Governor Bruce Rauner spoke at University of Chicago Medicine yesterday where he signed a measure that will lower the age minimum age for being an organ and tissue donor to 16 years.

(University of Chicago Medicine / Twitter)

DNAInfo created an interactive map of changes coming to Jackson Park related to the Obama presidential center and the Tiger Woods golf course.

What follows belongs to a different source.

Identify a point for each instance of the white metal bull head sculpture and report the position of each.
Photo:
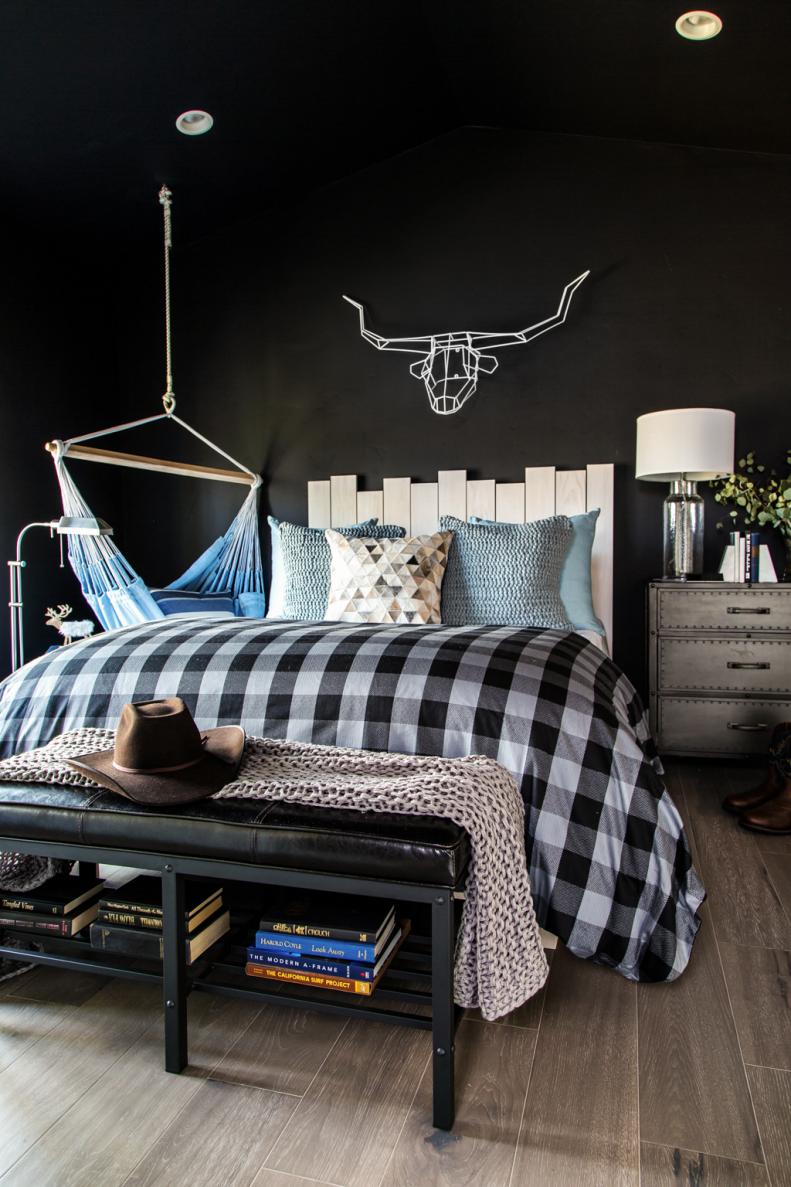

A Verizon store will replace Binny’s old location on 53rd Street, the Hyde Park Herald reports.
Events: An exhibition of oral histories and art pieces reflecting on the impact of Hurricane Matthew on Haiti opens Friday, 6–9 p.m., at the Haitian American Museum of Chicago. Members of the University of Chicago history department helped put the exhibit together. See more at
UofC Medicine dropped Medicaid insurance provider Illinicare this week, leaving 8,000 (by the University’s estimate) to 4,000 (by IlliniCare’s) low-income patients to either switch to another insurer or find another health-care provider. The hospital serves an unusually large number of patients covered by Medicaid, and compensation through Illinois’s already stingy program has been further complicated by the state’s rolling budget crises.
Work began this week to remove the free-standing arch in front of Crerar Library, part of a broader process of opening up the brutalist building.